Observing the effects of scattering on light spectrum using a glass tank filled with water.  The white light from flashlight (A) is split into rainbow colors when observed from the position C. If we add milk into the water, the spectrum changes when we change slightly the viewing directions. The blue is reduced more relative to red when the path through the milky water is increased.

You might wonder what happens if we use even longer wavelengths of light than red. Such colors, called infrared, are not visible by humans, but specialized cameras can detect them. As expected, scattering is reduced, and these invisible colors can pass through more easily. This trick is used by firefighters who use cameras for infrared vision to see through smoke. Smoke are particles of about 1 µm, and infrared light is not scattered significantly. A series of images below demonstrate this. Exactly the same approach is used by astronomers who use images in different infrared colors to see how a dark space cloud gets transparent, and from this they deduce the properties of space dust.

A sequence of images of a barbecue fire and smoke recorded using filters for different colors from blue to near infrared (100 nm = 0.1 µm).  I took these images using a specialized camera. At shorter wavelengths the images are dominated by light scattering on smoke particles, but at longer wavelengths the fire is clearly visible, and smoke is almost completely transparent. Compare this with the astronomical observations of the dark cloud B68, 500 light years away from us.

The examples so far are in the domain where the particles are not much smaller than the light wavelengths. We notice that scattering is somewhat stronger in the blue range, but it is not a strong effect. This is the domain of so-called Mie scattering. It becomes more dramatic when the particles are much smaller, like in the case of air molecules in the Earth’s atmosphere. The sky is like a big bowl of milk, but with a more extreme case of blue scattering compared to red. This extreme regime of scattering is known as the Rayleigh scattering (named after the 19th-century British physicist Lord Rayleigh).
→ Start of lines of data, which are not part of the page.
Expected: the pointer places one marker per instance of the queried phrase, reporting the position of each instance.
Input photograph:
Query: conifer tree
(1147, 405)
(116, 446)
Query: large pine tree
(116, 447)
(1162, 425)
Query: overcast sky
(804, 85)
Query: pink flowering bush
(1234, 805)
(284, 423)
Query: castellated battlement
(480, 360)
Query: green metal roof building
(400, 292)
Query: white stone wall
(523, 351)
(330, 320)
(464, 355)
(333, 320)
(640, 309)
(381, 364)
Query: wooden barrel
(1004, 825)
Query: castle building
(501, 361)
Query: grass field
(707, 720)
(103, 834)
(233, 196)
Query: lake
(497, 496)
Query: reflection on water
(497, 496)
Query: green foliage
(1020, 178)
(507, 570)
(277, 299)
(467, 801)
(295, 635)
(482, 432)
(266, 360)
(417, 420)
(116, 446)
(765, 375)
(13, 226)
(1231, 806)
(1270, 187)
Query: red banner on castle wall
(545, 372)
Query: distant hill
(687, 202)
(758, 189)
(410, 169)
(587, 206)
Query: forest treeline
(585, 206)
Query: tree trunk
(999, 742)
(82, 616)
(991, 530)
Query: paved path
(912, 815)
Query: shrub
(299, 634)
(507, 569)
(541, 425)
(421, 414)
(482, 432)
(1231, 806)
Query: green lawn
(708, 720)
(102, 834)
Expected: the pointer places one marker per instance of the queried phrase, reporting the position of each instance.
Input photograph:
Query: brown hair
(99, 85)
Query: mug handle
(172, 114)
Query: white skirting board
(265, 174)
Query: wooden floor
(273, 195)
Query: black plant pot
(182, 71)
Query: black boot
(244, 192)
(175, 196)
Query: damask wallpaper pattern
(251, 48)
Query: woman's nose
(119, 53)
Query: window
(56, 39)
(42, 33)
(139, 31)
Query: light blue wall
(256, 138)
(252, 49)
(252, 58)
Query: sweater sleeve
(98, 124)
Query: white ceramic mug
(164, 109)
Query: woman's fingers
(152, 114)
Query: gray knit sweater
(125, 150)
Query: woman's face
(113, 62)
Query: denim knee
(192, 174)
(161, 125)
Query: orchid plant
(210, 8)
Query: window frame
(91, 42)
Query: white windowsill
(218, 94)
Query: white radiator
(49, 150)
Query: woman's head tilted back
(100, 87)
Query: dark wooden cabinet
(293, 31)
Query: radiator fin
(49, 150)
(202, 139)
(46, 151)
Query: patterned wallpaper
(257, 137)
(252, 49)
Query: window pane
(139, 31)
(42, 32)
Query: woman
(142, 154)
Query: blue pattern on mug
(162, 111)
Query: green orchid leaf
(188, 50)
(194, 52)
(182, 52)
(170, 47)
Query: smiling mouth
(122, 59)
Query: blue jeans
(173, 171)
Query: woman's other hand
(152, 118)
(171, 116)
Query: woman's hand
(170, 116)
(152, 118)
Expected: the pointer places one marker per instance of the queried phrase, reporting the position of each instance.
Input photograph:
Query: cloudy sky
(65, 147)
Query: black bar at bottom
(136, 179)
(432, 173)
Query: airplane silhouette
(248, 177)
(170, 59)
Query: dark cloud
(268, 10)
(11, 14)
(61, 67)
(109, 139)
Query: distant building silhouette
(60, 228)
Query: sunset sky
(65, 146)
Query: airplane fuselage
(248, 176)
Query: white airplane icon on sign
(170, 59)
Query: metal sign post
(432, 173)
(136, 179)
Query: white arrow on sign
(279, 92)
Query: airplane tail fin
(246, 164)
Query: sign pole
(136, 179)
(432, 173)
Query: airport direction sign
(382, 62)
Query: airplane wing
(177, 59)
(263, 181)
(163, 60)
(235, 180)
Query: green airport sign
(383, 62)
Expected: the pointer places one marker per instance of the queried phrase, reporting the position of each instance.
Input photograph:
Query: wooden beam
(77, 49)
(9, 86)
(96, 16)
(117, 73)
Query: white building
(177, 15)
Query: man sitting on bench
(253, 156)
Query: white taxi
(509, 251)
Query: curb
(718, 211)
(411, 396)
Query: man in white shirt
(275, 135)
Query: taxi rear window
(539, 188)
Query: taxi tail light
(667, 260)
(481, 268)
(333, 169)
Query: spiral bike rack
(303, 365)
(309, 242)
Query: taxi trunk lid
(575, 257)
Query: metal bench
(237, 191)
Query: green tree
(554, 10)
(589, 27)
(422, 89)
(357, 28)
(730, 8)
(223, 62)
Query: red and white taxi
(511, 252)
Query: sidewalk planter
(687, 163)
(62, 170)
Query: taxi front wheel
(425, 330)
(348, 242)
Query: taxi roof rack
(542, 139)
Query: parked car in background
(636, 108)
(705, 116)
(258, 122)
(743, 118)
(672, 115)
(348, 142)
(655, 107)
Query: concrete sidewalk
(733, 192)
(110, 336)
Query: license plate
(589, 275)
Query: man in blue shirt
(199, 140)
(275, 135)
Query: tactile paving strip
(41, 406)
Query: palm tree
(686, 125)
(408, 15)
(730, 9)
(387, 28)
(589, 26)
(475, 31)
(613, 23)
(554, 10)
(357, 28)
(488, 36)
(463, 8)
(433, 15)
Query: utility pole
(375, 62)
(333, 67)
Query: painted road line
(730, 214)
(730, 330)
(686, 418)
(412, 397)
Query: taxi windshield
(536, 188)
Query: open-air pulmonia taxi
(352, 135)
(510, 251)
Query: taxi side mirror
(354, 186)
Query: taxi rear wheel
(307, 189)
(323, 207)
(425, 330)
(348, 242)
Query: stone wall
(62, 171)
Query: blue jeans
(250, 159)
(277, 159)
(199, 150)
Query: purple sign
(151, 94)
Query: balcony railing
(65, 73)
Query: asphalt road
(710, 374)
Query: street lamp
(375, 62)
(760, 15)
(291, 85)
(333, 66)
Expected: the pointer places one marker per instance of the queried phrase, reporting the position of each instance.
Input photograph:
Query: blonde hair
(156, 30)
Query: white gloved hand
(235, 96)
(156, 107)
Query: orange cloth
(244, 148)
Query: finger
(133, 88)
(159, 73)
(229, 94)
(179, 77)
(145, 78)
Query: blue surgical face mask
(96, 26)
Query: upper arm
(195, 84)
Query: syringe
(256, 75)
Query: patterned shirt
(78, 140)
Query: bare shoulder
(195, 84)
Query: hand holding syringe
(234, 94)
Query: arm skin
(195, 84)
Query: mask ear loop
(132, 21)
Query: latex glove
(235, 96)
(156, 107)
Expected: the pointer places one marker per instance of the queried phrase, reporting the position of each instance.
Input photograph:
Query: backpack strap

Interestingly though, it is not that the sky has no other colors. Violet color has a shorter wavelength than blue, and it is also strongly scattered. Other colors also exist in the mix, albeit with a lower intensity. But we see blue even though this is not like watching a blue ink where other colors do not exist. It turns out that our visual system (eyes and brain) cannot distinguish between a pure blue and a mix of violet, blue and white. We talked in our newsletter about this type of tricks that our brain plays with us and how magenta color does not exist.

Similarly, when we watch light passing through lots of atmosphere, like during sunsets, we see how it becomes orange and red. Humidity, small droplets, dust, and aerosols (tiny particles) contribute to the reddening effect in the same way as we explored in the milk experiment. The size of particles influences the intensity of red colors. This effect can be nicely seen in the Bishop's Ring halo caused by the Sahara desert dust in the atmosphere. Volcanoes are also a source of particles that travel large distances and produce intense red sunsets, like recently by the Hunga Tonga-Hunga Ha’apai volcanic eruption.